We have a fine crop of Treviso radicchio now ready for eating in the garden, and we will get to enjoy them all winter. Some people like to mix tender radicchio leaves with things like lambs lettuce to their salad in the spring and summer. In autumn and winter however, I love the vegetable lightly cooked with melted blue cheese and garlic, and served with ribbons of pasta which cling nicely to the rich sauce.
This pasta dish is a meal for two people. I call it Franca’s Sauce, as it was Franca, our landlady in Italy, who strolled past one day and casually suggested this simple way to eat the deliciously bitter leafy vegetable. I tried it immediately, and that’s how we have been eating our chicory ever since (radicchio is also known as Italian chicory).

Ingredients
250 g tagliatelle
200 g Gorgonzola cheese, cut up into roughly 2-3 cm cubes
Two radicchi, washed thoroughly, roots trimmed off, and cut into 2 cm pieces
3 cloves garlic, sliced lengthwise
20 ml olive oil (+ ¼ tsp. olive oil)
2 tsp salt
Freshly milled pepper
2 litres water
Preparation
The pasta: Boil 2 litre of water in a heavy pan with a lid.
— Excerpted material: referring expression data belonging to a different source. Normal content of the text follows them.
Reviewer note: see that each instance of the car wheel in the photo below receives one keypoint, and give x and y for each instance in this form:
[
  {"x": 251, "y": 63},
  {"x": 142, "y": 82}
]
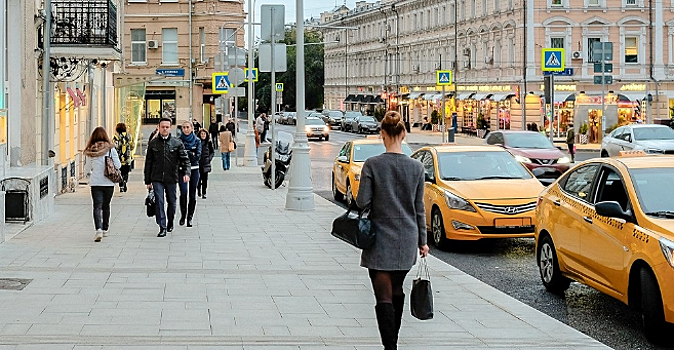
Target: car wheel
[
  {"x": 338, "y": 196},
  {"x": 349, "y": 195},
  {"x": 438, "y": 230},
  {"x": 548, "y": 266},
  {"x": 652, "y": 312}
]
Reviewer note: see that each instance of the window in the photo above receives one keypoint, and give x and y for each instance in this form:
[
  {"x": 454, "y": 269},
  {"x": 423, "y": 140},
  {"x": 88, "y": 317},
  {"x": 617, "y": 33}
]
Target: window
[
  {"x": 557, "y": 43},
  {"x": 138, "y": 46},
  {"x": 631, "y": 50},
  {"x": 169, "y": 47},
  {"x": 579, "y": 183}
]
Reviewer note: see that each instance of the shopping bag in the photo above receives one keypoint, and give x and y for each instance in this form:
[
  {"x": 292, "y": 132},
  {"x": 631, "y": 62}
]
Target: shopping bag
[
  {"x": 354, "y": 227},
  {"x": 421, "y": 298},
  {"x": 150, "y": 203}
]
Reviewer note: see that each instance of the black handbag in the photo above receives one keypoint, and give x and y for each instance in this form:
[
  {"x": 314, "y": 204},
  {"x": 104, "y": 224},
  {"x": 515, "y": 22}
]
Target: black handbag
[
  {"x": 150, "y": 203},
  {"x": 354, "y": 227},
  {"x": 421, "y": 298}
]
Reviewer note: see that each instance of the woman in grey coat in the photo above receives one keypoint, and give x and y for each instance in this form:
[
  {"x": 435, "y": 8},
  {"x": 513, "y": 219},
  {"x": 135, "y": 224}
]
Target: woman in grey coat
[{"x": 392, "y": 185}]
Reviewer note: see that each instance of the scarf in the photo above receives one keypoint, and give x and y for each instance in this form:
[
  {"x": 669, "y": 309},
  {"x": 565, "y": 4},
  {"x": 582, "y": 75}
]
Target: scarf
[{"x": 98, "y": 149}]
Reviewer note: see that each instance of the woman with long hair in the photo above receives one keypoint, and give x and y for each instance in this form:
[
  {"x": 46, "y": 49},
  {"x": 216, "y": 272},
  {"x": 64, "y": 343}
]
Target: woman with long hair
[
  {"x": 193, "y": 148},
  {"x": 98, "y": 147},
  {"x": 392, "y": 186}
]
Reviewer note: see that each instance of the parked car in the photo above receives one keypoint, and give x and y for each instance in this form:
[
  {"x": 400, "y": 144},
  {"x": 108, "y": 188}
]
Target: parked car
[
  {"x": 651, "y": 138},
  {"x": 609, "y": 223},
  {"x": 477, "y": 192},
  {"x": 349, "y": 116},
  {"x": 316, "y": 127},
  {"x": 365, "y": 124},
  {"x": 533, "y": 150}
]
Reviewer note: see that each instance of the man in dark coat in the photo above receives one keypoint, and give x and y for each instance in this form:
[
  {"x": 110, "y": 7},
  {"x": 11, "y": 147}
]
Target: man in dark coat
[{"x": 166, "y": 162}]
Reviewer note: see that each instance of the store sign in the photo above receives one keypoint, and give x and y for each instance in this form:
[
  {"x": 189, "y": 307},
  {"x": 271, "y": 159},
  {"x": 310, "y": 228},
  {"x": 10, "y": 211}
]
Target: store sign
[{"x": 633, "y": 87}]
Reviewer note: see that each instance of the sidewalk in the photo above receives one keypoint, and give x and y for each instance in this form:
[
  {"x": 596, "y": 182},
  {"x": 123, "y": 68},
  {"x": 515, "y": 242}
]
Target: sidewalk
[{"x": 249, "y": 275}]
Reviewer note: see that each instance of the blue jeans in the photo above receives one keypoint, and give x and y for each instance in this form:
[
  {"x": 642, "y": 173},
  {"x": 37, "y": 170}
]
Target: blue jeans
[
  {"x": 160, "y": 189},
  {"x": 225, "y": 160}
]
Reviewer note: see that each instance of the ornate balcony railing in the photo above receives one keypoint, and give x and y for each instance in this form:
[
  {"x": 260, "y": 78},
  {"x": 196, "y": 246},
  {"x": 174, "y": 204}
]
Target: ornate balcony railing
[{"x": 84, "y": 22}]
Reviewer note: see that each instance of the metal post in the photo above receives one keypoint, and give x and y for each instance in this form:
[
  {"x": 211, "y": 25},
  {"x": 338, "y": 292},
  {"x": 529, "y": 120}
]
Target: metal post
[
  {"x": 250, "y": 155},
  {"x": 300, "y": 190},
  {"x": 46, "y": 87}
]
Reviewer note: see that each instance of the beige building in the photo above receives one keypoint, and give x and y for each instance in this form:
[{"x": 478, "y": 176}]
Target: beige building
[
  {"x": 171, "y": 49},
  {"x": 495, "y": 55}
]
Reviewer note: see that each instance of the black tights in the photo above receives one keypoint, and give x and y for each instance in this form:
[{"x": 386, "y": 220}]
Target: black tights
[{"x": 386, "y": 284}]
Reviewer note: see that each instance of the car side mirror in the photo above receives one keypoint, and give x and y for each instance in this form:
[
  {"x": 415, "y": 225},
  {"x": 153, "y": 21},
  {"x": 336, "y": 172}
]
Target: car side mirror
[{"x": 612, "y": 209}]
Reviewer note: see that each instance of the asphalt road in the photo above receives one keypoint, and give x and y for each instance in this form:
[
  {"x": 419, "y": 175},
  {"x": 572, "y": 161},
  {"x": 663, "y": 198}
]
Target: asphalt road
[{"x": 509, "y": 266}]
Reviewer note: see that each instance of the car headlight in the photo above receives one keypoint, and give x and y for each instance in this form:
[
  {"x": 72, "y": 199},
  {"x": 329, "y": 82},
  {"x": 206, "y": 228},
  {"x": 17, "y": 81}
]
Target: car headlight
[
  {"x": 522, "y": 159},
  {"x": 456, "y": 202},
  {"x": 667, "y": 248}
]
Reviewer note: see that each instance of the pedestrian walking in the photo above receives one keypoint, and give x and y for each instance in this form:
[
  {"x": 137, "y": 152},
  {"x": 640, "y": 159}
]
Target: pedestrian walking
[
  {"x": 98, "y": 147},
  {"x": 166, "y": 162},
  {"x": 214, "y": 130},
  {"x": 189, "y": 188},
  {"x": 571, "y": 142},
  {"x": 392, "y": 186},
  {"x": 207, "y": 153},
  {"x": 124, "y": 146},
  {"x": 226, "y": 147}
]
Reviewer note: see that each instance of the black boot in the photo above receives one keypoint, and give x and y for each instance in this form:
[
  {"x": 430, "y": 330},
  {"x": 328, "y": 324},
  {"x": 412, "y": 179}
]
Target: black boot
[
  {"x": 183, "y": 210},
  {"x": 398, "y": 306},
  {"x": 386, "y": 322}
]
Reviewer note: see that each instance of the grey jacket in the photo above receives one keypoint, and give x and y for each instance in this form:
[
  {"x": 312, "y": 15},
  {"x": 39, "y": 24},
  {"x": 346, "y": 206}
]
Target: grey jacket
[{"x": 393, "y": 185}]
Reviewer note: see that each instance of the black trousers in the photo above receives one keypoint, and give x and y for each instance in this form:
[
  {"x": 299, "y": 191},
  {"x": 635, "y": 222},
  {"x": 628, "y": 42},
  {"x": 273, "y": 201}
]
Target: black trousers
[{"x": 102, "y": 195}]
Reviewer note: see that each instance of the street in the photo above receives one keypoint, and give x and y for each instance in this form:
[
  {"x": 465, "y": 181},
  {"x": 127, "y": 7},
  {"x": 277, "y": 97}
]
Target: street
[{"x": 509, "y": 266}]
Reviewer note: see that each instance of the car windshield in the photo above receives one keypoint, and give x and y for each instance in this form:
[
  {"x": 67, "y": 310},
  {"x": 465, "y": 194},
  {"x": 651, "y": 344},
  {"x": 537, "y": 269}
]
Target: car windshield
[
  {"x": 654, "y": 133},
  {"x": 314, "y": 121},
  {"x": 363, "y": 152},
  {"x": 469, "y": 166},
  {"x": 654, "y": 189},
  {"x": 527, "y": 140}
]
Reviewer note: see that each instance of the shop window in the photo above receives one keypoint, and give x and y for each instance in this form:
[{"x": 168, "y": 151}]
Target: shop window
[{"x": 631, "y": 50}]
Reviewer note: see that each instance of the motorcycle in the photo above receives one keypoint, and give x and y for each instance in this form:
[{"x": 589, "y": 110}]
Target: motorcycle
[{"x": 282, "y": 156}]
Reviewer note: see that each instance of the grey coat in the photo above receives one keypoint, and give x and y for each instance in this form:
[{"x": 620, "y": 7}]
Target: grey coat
[{"x": 393, "y": 185}]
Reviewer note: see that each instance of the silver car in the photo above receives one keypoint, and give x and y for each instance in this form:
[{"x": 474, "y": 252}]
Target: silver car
[{"x": 650, "y": 138}]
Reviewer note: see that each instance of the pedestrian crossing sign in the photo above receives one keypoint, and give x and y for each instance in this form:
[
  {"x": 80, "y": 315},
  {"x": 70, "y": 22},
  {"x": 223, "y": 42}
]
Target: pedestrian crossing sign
[
  {"x": 253, "y": 72},
  {"x": 444, "y": 77},
  {"x": 221, "y": 83},
  {"x": 552, "y": 60}
]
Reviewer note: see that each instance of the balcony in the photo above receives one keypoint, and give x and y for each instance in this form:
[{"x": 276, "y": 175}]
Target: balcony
[{"x": 85, "y": 28}]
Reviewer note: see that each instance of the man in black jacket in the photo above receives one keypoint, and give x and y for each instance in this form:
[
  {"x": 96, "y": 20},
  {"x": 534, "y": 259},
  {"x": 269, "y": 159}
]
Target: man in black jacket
[{"x": 166, "y": 162}]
Add salt, and put the dry tagliatelle in. Cook for 7-9 minutes or as long as the instructions on the packet recommend (be careful not to cook too soft and floppy. Your pasta should be al dente, i.e. have an edge to it). Drain, mix in ¼ tsp. olive oil and keep warm until you are ready to add the sauce.
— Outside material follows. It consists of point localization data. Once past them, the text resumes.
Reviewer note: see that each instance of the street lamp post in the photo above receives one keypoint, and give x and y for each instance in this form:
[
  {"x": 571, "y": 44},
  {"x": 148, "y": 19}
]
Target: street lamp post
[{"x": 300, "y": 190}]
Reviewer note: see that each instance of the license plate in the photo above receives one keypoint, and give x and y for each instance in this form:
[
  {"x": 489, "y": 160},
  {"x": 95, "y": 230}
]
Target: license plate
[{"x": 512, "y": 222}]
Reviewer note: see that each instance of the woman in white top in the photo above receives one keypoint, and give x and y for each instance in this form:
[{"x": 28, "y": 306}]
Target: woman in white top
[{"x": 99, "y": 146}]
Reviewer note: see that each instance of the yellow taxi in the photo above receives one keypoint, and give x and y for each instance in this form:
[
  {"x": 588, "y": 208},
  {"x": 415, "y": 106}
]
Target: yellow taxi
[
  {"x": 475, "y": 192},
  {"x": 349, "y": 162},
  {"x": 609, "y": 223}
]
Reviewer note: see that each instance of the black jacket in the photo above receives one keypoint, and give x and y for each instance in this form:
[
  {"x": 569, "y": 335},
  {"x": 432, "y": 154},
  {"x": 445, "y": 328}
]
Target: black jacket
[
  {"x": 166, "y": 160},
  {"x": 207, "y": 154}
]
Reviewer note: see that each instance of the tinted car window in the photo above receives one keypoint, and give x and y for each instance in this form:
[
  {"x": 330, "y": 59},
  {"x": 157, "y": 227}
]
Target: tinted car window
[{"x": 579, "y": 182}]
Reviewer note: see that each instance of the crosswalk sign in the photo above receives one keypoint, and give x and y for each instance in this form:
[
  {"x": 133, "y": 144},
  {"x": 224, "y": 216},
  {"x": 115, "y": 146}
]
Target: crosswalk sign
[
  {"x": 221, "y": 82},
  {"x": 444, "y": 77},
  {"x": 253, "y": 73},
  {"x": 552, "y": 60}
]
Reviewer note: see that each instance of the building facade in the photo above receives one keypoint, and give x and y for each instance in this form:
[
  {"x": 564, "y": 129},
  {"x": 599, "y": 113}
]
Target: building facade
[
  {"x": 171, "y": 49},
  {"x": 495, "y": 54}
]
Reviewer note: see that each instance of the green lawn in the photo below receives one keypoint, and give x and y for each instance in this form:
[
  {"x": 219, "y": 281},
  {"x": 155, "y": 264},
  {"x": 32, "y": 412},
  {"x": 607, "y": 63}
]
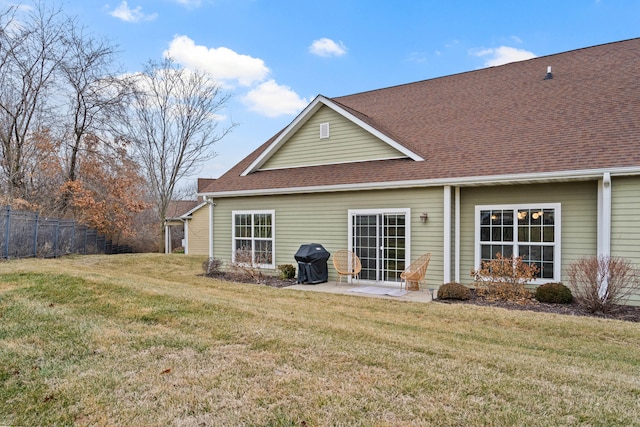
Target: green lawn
[{"x": 145, "y": 340}]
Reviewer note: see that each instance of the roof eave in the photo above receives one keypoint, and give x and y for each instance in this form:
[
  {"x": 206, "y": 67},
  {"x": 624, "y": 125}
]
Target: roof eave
[
  {"x": 561, "y": 176},
  {"x": 302, "y": 118}
]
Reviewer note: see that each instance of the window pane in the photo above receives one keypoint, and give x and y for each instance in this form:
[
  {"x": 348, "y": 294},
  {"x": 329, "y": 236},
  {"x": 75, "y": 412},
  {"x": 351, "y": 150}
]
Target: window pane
[
  {"x": 496, "y": 217},
  {"x": 485, "y": 234},
  {"x": 507, "y": 234},
  {"x": 523, "y": 233},
  {"x": 485, "y": 217},
  {"x": 546, "y": 272},
  {"x": 536, "y": 216},
  {"x": 507, "y": 217},
  {"x": 262, "y": 225},
  {"x": 485, "y": 252},
  {"x": 243, "y": 245},
  {"x": 535, "y": 234},
  {"x": 243, "y": 225},
  {"x": 263, "y": 253}
]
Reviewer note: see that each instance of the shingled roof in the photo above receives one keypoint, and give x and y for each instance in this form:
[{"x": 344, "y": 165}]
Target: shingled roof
[{"x": 498, "y": 124}]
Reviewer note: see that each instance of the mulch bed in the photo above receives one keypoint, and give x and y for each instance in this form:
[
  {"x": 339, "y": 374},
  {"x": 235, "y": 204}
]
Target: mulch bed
[{"x": 621, "y": 312}]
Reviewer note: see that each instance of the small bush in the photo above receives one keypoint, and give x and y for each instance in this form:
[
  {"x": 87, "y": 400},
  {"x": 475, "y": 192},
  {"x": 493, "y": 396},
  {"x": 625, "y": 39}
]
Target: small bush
[
  {"x": 454, "y": 290},
  {"x": 601, "y": 282},
  {"x": 211, "y": 267},
  {"x": 245, "y": 267},
  {"x": 555, "y": 293},
  {"x": 287, "y": 271},
  {"x": 504, "y": 278}
]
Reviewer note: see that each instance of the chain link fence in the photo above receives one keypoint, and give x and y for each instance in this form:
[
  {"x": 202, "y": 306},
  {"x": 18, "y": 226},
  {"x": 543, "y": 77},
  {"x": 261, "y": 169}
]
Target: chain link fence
[{"x": 25, "y": 234}]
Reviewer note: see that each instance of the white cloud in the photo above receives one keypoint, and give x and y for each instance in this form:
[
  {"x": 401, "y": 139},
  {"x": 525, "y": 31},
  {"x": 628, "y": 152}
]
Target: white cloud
[
  {"x": 327, "y": 47},
  {"x": 190, "y": 3},
  {"x": 222, "y": 63},
  {"x": 271, "y": 99},
  {"x": 125, "y": 13},
  {"x": 503, "y": 55}
]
The sauce: Start your sauce while the pasta is cooking. Put oil in a frying pan and when it is hot but not smoking. Add garlic, stir, and let it cook until it begins to colour. Add the radicchio, and cook on medium heat, tightly covered, for about 10 minutes, until the radicchio is soft. Turn the heat down to its lowest setting. Add Gorgonzola and stir. Remove from heat as soon as the cheese is melted, and combine with pasta. Serve immediately, with freshly milled pepper, and a glass of a full-bodied red wine.